Verfassungsblog
- Website type: Blog
- Available in: 2 languages
- List of languages English, German
- Founded: July 30, 2009
- Headquarters: {{{location_country}}}
- Founder: Maximilian Steinbeis
- Website: verfassungsblog.de

= Verfassungsblog =

German legal blog on matters constitutional

Verfassungsblog (lit. 'constitution blog') is an academic blog published in German and English that focuses on public law in Germany, Europe and beyond. It was founded on 30 July 2009 by Maximilian Steinbeis and is now published in cooperation with the Berlin Institute for Advanced Study and Humboldt University Berlin.

== Content ==
Maximilian Steinbeis, a Berlin-based lawyer and journalist, opened the blog on 30 July 2009, stating that his blog was the first German-language blog on constitutional law. Although the website began as a personal blog, Steinbeis soon invited others to publish their contributions on the website. The blog initially focused on German law, broadening its focus to constitutional law in Europe, and eventually including publications by American law scholars. As of 2020, Steinbeis remains as the chief editor of the blog.

In 2011, cooperation with the Berlin Institute for Advanced Study began. Verfassungsblog publishes content in four categories: blog posts, debates among multiple scholars, podcasts, and an editorial section. It is open access and all content published on the website receives a DOI for long-term archiving.

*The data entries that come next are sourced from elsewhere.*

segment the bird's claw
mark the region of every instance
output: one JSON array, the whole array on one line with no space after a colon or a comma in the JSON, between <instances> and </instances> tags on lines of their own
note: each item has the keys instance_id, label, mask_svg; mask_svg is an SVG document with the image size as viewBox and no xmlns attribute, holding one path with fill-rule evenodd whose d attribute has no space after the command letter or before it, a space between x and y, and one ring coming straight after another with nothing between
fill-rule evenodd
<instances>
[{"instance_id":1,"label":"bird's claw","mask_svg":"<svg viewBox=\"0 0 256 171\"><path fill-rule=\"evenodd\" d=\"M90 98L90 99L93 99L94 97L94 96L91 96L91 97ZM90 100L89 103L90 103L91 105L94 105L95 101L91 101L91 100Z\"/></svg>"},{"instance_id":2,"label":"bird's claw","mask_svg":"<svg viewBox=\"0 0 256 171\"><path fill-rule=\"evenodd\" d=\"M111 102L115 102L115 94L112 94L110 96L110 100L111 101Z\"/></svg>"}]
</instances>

More than 1,000 people have published on the blog; contributors include Jürgen Habermas, Pedro Cruz Villalón, Giuliano Amato, Yuval Shany, as well as Robert C. Post.

== Reception ==
The "Recht im Kontext" research association's external evaluation described the blog as "one of the most interesting and most widely read forums for constitutional law and policy" and a "must read" for legal scholars who research constitutional law in Europe. The School of Transnational Governance at the European University Institute described the blog as "one of the leading blogs on constitutional law in Europe". Der Tagesspiegel described it as "an important discourse platform for European law".

The 2020 European Commission rule of law report stated that Verfassungsblog is a "widely read platform for discussions on rule of law related topics [that] has gained in importance over recent years and has become a forum for both domestic as well as European discussions on the rule of law".

Verfassungsblog has been cited in case law, including by Germany's Federal Court of Justice and the Supreme Court of Poland.